I am using the foreign function interface in CMU CL to do some low
level I/O. However, it seems like calls to a foreign function are
*horribly* costly. I'm hoping I'm doing something wrong. The following
is a simple experiment:
C module:
void
ipu_nop()
{
}
Lisp:
(def-alien-routine ("ipu_nop" ipu-nop) void)
and then
(defun test-ff ()
(loop repeat 1024 do (ipu-nop)))
This little piece of code takes 60 seconds to run on an Ultra-1!
* (time (test-ff))
Compiling LAMBDA NIL:
Compiling Top-Level Form:
Evaluation took:
60.03 seconds of real time
0.0 seconds of user run time
0.0 seconds of system run time
0 page faults and
23209144 bytes consed.
NIL
That is 0.05 seconds per call!
Am I doing something wrong or is it this bad?
Johan Parin
Ericsson AXE Research & Development, Stockholm, SWEDEN
From: Raymond Toy
Subject: Re: FF interface in CMU CL - horribly inneficient?
Date:
Message-ID: <4nafg47fbr.fsf@rtp.ericsson.se>
>>>>> "Johan" == Johan Parin <······@uab.ericsson.se> writes:
Johan> C module:
Johan> void ipu_nop() { }
Johan> Lisp:
Johan> (def-alien-routine ("ipu_nop" ipu-nop) void)
Johan> and then
Johan> (defun test-ff ()
Johan> (loop repeat 1024 do (ipu-nop)))
Johan> This little piece of code takes 60 seconds to run on an
Johan> Ultra-1!
Johan> * (time (test-ff))
Johan> Compiling LAMBDA NIL: Compiling Top-Level Form: Evaluation
Johan> took:
Johan> 60.03 seconds of real time
Johan> 0.0 seconds of user run time
Johan> 0.0 seconds of system run time
Johan> 0 page faults and 23209144 bytes consed.
Johan> NIL
On an Ultra-1 I have here, it only takes 11 sec to run. What version
of CMUCL are you running? This is 18a plus some stuff.

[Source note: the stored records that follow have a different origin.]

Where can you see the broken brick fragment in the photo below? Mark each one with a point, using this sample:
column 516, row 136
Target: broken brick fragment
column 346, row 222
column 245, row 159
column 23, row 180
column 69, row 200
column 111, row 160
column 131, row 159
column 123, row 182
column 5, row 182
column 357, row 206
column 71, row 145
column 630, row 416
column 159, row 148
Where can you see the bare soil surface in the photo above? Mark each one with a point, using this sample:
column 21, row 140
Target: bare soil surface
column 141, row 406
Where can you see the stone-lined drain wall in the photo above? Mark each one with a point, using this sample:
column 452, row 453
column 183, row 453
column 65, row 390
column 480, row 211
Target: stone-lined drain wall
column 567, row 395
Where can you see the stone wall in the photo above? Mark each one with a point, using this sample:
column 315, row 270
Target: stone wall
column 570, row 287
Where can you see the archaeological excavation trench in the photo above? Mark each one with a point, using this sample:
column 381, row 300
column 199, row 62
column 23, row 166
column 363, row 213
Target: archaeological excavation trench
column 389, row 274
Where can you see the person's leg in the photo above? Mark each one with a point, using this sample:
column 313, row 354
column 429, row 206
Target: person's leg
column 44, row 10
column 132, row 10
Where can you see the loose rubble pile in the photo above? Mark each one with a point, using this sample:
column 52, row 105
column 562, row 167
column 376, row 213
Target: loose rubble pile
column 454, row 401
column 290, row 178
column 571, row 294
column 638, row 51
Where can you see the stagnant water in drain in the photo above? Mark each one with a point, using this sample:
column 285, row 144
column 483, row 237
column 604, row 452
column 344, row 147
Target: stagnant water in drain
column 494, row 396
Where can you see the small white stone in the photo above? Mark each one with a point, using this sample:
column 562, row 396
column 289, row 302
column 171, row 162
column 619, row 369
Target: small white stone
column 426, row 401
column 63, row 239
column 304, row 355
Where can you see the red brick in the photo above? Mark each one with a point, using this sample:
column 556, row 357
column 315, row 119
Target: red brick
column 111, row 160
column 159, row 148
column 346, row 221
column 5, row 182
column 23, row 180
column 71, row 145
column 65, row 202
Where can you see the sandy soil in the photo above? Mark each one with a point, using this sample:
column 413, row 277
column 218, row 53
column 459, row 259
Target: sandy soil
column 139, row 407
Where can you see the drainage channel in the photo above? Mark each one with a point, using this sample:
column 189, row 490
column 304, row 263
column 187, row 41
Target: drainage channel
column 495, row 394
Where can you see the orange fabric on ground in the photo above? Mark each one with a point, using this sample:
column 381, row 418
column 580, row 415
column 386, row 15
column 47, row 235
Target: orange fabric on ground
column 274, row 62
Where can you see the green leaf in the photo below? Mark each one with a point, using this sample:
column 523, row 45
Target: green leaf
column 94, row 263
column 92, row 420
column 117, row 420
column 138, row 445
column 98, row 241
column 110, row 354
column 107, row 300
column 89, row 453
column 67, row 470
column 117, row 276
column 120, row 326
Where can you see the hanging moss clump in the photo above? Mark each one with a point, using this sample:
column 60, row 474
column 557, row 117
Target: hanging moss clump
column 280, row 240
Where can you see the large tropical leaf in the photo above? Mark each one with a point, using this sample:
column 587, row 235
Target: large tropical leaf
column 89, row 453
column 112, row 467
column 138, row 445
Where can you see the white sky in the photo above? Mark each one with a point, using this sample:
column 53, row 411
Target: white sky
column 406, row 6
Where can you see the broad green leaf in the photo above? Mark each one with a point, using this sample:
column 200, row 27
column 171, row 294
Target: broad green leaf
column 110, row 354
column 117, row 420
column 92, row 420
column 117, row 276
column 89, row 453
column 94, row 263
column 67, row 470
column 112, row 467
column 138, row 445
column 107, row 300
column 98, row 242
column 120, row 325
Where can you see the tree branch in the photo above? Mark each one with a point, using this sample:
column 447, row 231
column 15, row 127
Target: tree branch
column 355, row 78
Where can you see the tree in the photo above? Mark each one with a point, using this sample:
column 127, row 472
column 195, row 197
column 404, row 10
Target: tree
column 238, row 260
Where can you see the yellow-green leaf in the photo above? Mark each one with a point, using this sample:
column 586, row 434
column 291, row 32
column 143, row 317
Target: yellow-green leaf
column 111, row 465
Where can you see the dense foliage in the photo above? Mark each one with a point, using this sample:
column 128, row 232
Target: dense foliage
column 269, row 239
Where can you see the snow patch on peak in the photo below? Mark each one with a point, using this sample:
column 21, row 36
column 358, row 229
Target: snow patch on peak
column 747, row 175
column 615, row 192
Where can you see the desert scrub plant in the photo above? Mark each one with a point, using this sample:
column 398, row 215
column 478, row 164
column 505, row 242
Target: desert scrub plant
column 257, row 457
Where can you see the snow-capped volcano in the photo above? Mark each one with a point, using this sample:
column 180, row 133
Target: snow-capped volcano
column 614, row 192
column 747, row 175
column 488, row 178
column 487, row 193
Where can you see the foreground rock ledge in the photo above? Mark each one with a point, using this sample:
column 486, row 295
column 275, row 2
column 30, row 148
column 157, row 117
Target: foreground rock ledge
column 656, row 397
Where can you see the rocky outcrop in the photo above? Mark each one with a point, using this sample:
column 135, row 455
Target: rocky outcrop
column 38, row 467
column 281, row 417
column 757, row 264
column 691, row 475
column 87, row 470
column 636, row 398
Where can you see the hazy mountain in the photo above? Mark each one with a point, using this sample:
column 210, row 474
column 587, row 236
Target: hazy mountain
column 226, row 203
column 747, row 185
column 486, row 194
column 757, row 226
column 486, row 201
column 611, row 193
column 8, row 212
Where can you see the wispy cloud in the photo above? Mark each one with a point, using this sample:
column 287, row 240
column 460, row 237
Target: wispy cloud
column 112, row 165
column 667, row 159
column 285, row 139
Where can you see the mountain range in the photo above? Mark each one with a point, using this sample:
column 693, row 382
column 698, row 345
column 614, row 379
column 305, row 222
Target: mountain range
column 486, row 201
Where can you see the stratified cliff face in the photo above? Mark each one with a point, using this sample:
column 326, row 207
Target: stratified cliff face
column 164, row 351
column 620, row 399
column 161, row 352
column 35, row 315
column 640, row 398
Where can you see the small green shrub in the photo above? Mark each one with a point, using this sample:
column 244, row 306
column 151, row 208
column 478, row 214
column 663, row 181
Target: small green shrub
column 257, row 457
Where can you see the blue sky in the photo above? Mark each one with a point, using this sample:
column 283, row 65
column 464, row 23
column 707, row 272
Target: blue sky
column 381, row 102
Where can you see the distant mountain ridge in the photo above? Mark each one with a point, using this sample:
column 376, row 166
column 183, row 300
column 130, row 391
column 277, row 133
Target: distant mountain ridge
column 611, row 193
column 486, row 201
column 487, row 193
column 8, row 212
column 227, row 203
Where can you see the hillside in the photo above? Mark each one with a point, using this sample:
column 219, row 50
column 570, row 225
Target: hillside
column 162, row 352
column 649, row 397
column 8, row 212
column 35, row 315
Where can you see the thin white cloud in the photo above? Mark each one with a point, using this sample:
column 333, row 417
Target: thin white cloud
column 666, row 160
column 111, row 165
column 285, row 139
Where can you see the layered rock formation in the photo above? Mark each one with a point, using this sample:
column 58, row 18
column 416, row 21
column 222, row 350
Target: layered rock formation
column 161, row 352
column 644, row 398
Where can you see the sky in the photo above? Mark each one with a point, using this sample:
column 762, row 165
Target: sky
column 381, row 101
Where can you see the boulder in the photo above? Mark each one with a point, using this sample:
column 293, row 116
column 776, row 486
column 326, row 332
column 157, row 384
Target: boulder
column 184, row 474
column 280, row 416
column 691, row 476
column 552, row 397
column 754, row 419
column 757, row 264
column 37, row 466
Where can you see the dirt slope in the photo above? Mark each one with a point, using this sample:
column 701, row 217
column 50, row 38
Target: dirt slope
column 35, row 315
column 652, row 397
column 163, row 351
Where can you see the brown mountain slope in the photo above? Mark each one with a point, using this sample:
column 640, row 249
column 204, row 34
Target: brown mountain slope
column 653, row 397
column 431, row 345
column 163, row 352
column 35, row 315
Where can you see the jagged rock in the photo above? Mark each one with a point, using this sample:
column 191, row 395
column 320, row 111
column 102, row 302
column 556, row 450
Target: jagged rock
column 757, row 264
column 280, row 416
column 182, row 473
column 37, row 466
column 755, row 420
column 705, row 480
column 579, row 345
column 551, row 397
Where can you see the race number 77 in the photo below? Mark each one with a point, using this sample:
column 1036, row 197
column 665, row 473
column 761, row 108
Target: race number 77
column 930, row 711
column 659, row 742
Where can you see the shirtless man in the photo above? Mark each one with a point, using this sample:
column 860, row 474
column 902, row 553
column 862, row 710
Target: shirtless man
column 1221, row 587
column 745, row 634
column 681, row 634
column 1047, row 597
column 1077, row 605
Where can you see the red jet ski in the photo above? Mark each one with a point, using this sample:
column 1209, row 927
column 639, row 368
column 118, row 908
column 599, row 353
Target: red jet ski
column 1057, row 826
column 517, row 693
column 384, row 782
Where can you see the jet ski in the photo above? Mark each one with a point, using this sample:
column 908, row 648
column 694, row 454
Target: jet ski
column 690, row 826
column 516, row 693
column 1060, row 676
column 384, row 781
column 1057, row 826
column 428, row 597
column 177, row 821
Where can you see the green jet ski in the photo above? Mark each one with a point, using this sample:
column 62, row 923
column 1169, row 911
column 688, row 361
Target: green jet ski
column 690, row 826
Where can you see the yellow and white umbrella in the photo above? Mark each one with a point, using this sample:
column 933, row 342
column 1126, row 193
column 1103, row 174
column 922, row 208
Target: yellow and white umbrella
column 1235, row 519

However, you should get MUCH better times if you compile the Lisp
code. When I just compile the def-alien-routine, the time goes from
11 sec to 0.05 sec and only 24000 bytes consed. If I also compile
test-ff, the time drops to 0.001 sec and only 48 bytes consed. This
doesn't seem too slow to me.
Ray
Raymond Toy <···@rtp.ericsson.se> writes:
>
> >>>>> "Johan" == Johan Parin <······@uab.ericsson.se> writes:
>
>
>
> On an Ultra-1 I have here, it only takes 11 sec to run. What version
> of CMUCL are you running? This is 18a plus some stuff.
>
> However, you should get MUCH better times if you compile the Lisp
> code. When I just compile the def-alien-routine, the time goes from
> 11 sec to 0.05 sec and only 24000 bytes consed. If I also compile
> test-ff, the time drops to 0.001 sec and only 48 bytes consed. This
> doesn't seem too slow to me.
>
On top of that, I fail to see the point of using the FFI to do "low
level i/o" in CMUCL. The code you will come up with will be
unportable anyway, so why not just use the UNIX interface in CMUCL?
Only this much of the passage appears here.